This week's question comes from Shawn Spencer in Massachusetts.

Question: Regarding the artistic staff of a Broadway musical, what exactly does a vocal arranger do (e.g., Herbert Greene wrote the vocal arrangements for the original Broadway production of The Music Man)? If a vocal arranger writes harmonies for the songs in the score, why doesn't the show's composer write them?

Answer: To answer this question, Playbill.com spoke with Carmel Dean, the 28-year-old vocal arranger on The 25th Annual Putnam County Spelling Bee. Sometimes the vocal arranger's job is "straightforward harmonizing," Dean says (an example in Spelling Bee is the "Goodbye" songs). When multiple actors are singing the same lyrics, Dean assigns each performer a note to sing so that they all sing in harmony. While creating these chords, Dean is guided by the chord progression of the song.

The notes each actor sings have to fit the character. For instance, Rona Lisa Peretti, the adult moderator of the bee, tends to sing the highest notes because "she's kind of over the top, takes herself and her job very seriously," Dean says.

At other times Dean would write a "write a harmony line or countermelody," she says, for one character to sing while another character is singing in the main melody. For instance, at one point in "The I Love You Song," Olive Ostrovsky sings a countermelody at the same time that her mother is singing the melody.

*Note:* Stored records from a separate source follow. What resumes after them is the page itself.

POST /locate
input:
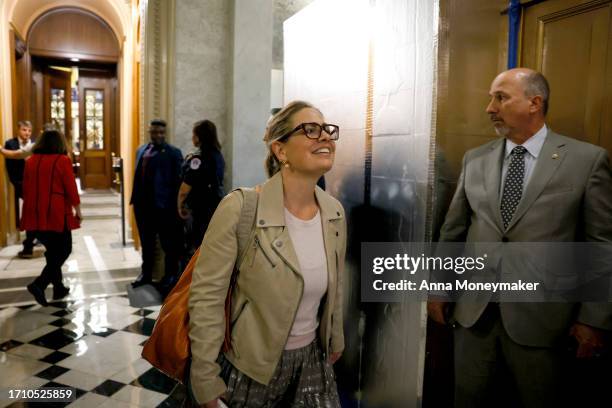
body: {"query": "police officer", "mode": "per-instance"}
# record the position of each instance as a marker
(202, 186)
(156, 183)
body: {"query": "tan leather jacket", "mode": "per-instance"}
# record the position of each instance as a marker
(267, 293)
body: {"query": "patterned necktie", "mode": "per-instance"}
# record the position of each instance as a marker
(513, 185)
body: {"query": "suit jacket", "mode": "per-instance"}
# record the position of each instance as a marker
(14, 167)
(568, 199)
(166, 167)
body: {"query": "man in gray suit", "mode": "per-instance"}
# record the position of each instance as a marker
(530, 185)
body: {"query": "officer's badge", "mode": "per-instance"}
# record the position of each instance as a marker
(195, 163)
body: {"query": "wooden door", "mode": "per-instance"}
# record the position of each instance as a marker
(96, 113)
(570, 42)
(57, 100)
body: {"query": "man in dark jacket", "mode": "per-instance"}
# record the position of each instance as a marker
(156, 185)
(15, 172)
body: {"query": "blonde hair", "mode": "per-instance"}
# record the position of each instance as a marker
(279, 126)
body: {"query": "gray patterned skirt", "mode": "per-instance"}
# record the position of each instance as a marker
(303, 378)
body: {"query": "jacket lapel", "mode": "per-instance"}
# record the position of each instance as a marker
(551, 156)
(329, 217)
(492, 165)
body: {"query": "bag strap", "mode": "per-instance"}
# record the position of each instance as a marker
(244, 230)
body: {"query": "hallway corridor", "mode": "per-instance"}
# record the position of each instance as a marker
(91, 340)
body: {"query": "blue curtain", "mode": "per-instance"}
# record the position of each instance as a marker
(514, 24)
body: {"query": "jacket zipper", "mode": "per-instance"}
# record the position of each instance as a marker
(258, 243)
(292, 321)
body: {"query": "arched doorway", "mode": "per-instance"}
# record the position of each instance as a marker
(71, 62)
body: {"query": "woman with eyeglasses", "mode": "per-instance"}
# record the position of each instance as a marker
(285, 320)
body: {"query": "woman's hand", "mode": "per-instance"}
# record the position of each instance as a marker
(216, 403)
(77, 213)
(333, 357)
(183, 213)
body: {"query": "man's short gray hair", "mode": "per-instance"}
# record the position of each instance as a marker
(536, 84)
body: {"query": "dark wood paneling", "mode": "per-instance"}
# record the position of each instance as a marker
(73, 33)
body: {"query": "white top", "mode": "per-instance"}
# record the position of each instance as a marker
(534, 146)
(307, 239)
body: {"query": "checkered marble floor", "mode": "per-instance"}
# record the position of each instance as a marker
(92, 345)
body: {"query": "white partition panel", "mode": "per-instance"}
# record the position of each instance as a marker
(334, 49)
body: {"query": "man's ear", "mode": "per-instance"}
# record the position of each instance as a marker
(536, 104)
(278, 149)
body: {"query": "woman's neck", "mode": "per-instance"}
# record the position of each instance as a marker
(299, 195)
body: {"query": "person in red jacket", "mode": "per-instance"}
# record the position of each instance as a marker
(51, 207)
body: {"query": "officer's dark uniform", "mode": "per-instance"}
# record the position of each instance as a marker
(203, 171)
(156, 184)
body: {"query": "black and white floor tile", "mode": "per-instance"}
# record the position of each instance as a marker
(92, 345)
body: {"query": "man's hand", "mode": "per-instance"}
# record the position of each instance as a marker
(590, 340)
(435, 310)
(333, 357)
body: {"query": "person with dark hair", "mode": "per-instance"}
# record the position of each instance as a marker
(51, 208)
(15, 168)
(202, 186)
(156, 184)
(286, 298)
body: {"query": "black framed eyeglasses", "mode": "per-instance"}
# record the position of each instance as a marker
(313, 130)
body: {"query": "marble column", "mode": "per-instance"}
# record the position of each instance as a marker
(203, 70)
(252, 61)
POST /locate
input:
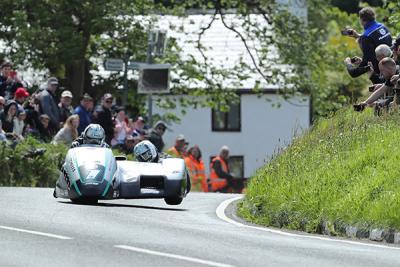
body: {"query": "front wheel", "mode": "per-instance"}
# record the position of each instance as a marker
(173, 200)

Dean wrote Olive's part by reworking a solo that Olive has in another part of the song, the part that goes "Mama, mama, mama."

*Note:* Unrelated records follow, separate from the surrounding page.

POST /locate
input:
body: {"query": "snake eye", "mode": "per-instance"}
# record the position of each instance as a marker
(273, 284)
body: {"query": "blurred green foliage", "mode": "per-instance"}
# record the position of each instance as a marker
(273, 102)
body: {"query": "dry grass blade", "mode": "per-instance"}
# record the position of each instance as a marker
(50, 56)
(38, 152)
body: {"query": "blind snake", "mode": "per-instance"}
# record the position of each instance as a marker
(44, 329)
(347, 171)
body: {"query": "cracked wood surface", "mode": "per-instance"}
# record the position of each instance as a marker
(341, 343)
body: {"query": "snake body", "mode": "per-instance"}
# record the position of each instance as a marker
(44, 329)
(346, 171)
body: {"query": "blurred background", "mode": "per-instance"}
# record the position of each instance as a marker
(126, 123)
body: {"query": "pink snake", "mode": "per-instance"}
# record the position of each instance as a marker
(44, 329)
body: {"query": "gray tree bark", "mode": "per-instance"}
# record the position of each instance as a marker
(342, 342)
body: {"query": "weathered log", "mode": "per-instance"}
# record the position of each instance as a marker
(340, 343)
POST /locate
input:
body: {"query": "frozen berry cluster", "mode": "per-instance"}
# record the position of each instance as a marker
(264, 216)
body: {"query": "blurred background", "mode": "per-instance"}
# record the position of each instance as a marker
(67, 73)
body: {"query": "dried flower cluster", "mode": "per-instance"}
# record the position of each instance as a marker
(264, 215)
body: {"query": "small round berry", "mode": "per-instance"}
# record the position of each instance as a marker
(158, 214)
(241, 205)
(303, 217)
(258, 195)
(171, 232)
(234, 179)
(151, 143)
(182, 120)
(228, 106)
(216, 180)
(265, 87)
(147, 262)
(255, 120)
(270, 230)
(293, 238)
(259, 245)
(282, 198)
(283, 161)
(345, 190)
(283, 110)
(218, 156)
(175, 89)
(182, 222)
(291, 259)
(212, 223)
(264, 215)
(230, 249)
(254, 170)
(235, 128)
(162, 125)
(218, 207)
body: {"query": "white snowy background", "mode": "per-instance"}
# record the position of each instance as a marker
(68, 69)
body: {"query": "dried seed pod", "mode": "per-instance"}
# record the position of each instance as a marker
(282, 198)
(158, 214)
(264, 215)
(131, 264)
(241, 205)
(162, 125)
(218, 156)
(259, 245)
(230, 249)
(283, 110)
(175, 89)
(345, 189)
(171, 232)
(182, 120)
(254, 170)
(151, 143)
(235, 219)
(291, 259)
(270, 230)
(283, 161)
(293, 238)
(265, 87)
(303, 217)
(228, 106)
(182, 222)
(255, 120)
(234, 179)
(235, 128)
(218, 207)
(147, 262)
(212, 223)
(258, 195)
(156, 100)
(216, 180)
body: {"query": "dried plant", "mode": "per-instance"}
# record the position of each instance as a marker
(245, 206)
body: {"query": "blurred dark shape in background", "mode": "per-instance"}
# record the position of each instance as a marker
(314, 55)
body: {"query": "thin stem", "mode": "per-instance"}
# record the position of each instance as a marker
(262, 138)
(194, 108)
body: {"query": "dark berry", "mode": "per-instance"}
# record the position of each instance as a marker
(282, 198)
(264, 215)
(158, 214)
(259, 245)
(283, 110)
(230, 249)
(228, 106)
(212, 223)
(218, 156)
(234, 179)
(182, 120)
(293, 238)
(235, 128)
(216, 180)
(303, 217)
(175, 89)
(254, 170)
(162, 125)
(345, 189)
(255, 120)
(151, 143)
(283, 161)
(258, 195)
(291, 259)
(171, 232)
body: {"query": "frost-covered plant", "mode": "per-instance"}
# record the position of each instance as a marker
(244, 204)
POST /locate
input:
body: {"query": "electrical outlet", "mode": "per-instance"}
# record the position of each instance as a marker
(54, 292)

"A lot of it is like being a film editor," Dean says. "You take the film and think, 'We'll use that snippet here and we'll cut out here and we'll paste that on top of that.' It's about looking at the overall picture rather than just the individual solo sections." The vocal arranger also has the opportunity to affect the dramatic arc of the show. For instance, the climactic song "Second," in which William Barfee and Olive Ostrovsky are the last two spellers left, was originally just the two of them singing, but "it wasn't quite building up the tension that it needed to build," Dean says.

The creative team decided to bring in the other actors to sing and dance in the background. Dean decided to give the background singers a quasi-operatic arrangement — with Rona Lisa Peretti singing a high A — to help punch up the music. "I was able to make the vocals create more of a dramatic impact," she says.

In Spelling Bee, the teaching of the music to the actors was mainly done by Vadim Feichtner, in his capacity as musical director, but also by Dean, in her capacity as associate musical director (Dean has also played synthesizer in the orchestra throughout the show's run).

Dean says that some composers do their own vocal arrangements, but others, like William Finn on Spelling Bee, do not.

"I just don't think he has any desire to do it because he comes from such a storytelling, lyric-first place," Dean says. "He wants the characters to say whatever they have to say musically and lyrically. But once he's done that — that's the thing that he does best and that's what he wants to do — I don't think he has a desire to take to that next level by adding an eight-part chorus. He doesn't need to, and he knows I love to do it."

Dean was asked why she loves it. "I think it's being trusted with the composer's raw material and then having the opportunity to make it even more exciting and give the singers something that they're excited to sing," she says. "Sometimes great material is written as solo or duet or trio, and that's all it is and all it needs to be. In [the song] 'Pandemonium,' you can't just have kids standing up and singing solo lines. The title just calls for the craziest, most outlandish vocal arranging you can do. You're able to put your own creative stamp on something and give the piece lift and [make it] really work dramatically."